You really have to stand in amazement at how little flak this morning’s front page in The Oz has received: Election 2022: Labor to turbocharge budget deficits in ‘quality spending’ focus. If Labor wins they will do nationally what Labor has done in Victoria.
Labor is planning to unveil budget deficits up to $10bn greater than the Coalition over the next four years as Anthony Albanese sharpens his election pitch around the need for “quality” spending rather than fast-tracking debt reduction….
“What we need to be able to do is to flick the switch in the budget, not to austerity, but to quality, so we can fund the things that we care the most about,” Dr Chalmers said.
Who could possibly be against “quality spending”? And these are the sorts of things the ALP has in mind.
Last month, Dr Chalmers said Labor would raise almost $1.9bn from its multinational tax policy and recoup billions of dollars through a “waste and rorts” audit during its first year in power. But this is not enough to cover its $5.4bn childcare policy, $1.2bn skills commitment, $2.5bn boost to aged care, $525m increase in foreign aid, $329m for housing and $135m on urgent care clinics.
If you are the kind of person who actually believes that spending money automatically creates productive growth then you are just the person to fall for these idiocies. Our present Government actually does know better but are barely able to explain any of it in a way that will have the general run-of-the-mill Treasury and academic economist on side. Certainly you will find almost not a single warning out there from hardly any of them.

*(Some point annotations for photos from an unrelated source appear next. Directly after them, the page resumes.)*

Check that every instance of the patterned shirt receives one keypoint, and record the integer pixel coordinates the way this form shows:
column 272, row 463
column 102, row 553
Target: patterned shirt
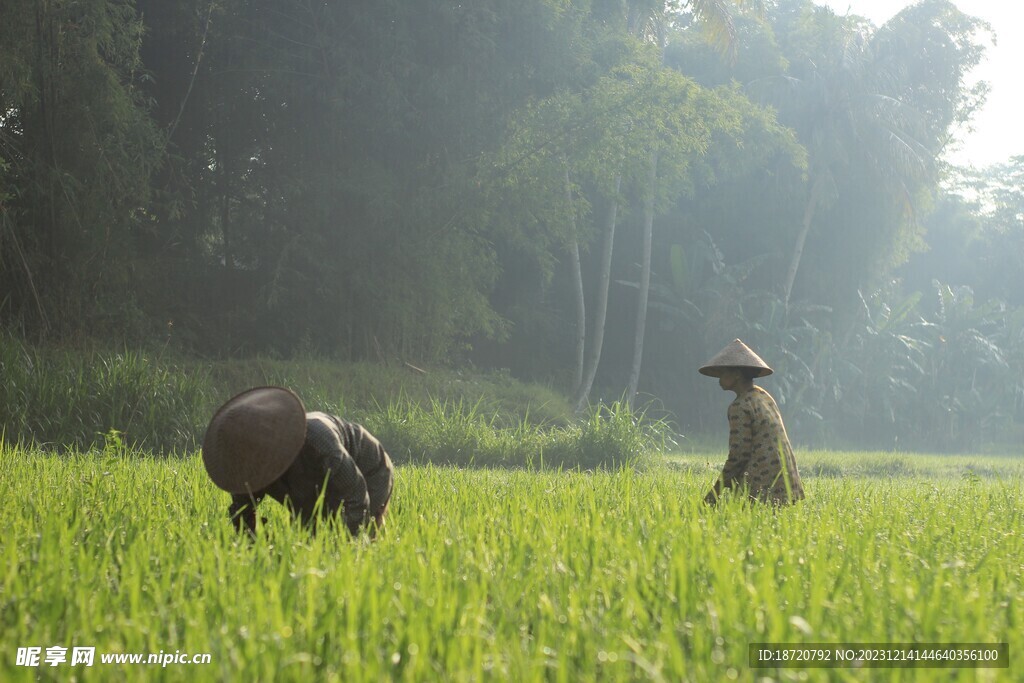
column 758, row 449
column 340, row 459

Meanwhile we will be dismantling our power grid and ability to deliver low-cost electricity to industry. I don’t wish to single out The Age but reading its editorial today really did depress me: Fair wage growth must be at the heart of economic recovery.
I’m all in on the sentiment, but first you have to have an economy creating more value adding output than the value of the resources used up in production. If anyone thinks the ALP is remotely capable of that sort of outcome, just vote these people in and then sit back and enjoy the rising level of poverty that will then be inevitable. Not for everyone, of course, just most of us.